At 8:26 AM, Anonymous Anonymous said...

"Will confession be the one thing that stops an alcoholic from drinking, or cures cancer?"

It won't be the "one" thing- and to any who would think that- good luck! Miracles do happen, of course, but to rely upon them alone would be irresponsible.

The base of all recovery programs is honesty- with self and others. It's about embracing our weaknesses and asking for help from others and our higher power. It's about relying upon something bigger than ourselves, for addicts learn to rely upon their drug of choice. Confession is but one tool in recovery, for if one doesn't heal his relationship with God, I don't see how they can heal at all.

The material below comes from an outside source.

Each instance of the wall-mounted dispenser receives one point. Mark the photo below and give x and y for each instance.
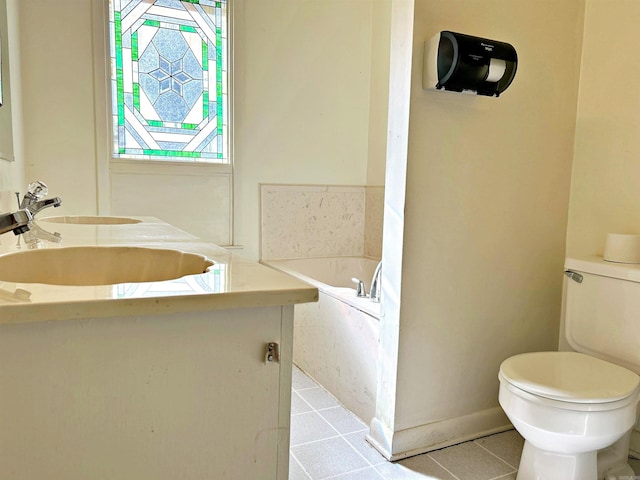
(463, 63)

At 10:48 AM, Blogger fran said...

"There is a tension between those who "get it" and those who don't."

Yes, perhaps there is, but what needs to be recognized here is that, speaking for myself, those who "get it" were at one point the very people who did not! That is how they can speak in the "get it" sense. They have walked in the "trying to get it" shoes already and are making an effort to reach out to others, so that one day they will experience the same "get it" sense of joy and happiness.

"Even the most devout believer has... the capacity to look and find nothing but an abyss..."

Right you are again. The key here is to stop looking into the abyss. Don't mean to sound flippant, but "been there, done that too." If you make your focus something positive, the desire, the pull to the abyss becomes less frequent. Live more positively and then, if, emptiness or challenges in life surface again, you will be less inclined to give in to those feelings of despair.

"Can't we agree that where different people are on the spectrum is simply a mystery?"

Maybe yes, maybe no... Again, I think that those who are able to speak in a positive tone are those who have already experienced despair, hurt, whatever... They have struggled and overcome all of the "stuff" that used to keep them in that place on the spectrum, where they did not really wish to be.

For those who continue to struggle to get out of that place? There are no easy answers, but I do believe that at the start of every day, there is the God given opportunity to try again and leave that place behind. Permanently. Keep trying, praying, and looking forward. I will be praying for you too, cheering you on.

At 2:49 PM, Anonymous Anonymous said...

Maybe I have to admit to some arrogance here, but my knee-jerk reaction when a solid believer tells me he/she has "been there" is to . . . well, not believe it. Rejection of religion was taught to me from my earliest memories. Now, late in life, I find myself peering curiously into the Church door and wondering what I've done, why I blindly followed all the people in my life who told me that religion is a joke and lived accordingly. It looks like the journey of a thousand miles for someone with my past. I know that the way I dismiss people's claims to having overcome unbelief is unfair - my point is just that I haven't talked to many people who slandered religion over a long life and then had a change of heart and actually turned the corner. I've confessed my arrogance and ignorance to a priest, and I meant it.

At 3:16 PM, Blogger fran said...

Although my faith journey has been quite different from yours, anon, there have been instances when I did not "get" aspects of my faith the way I do now. These realizations have been life altering, and, to me, constitute a "turning of a corner."

Regarding the "been there" components, again, maybe different, but nonetheless difficult, challenging and troubling for me personally.

If you are looking for someone to identify with, try Acts 8:1-3 and 9:1-30. Maybe you are familiar with these passages already. :)

At 10:06 PM, Blogger fran said...

Just wanted to add, that when I suggested to the "anon" that he/she could identify with St. Paul, it was in the sense that his conversion was extraordinary.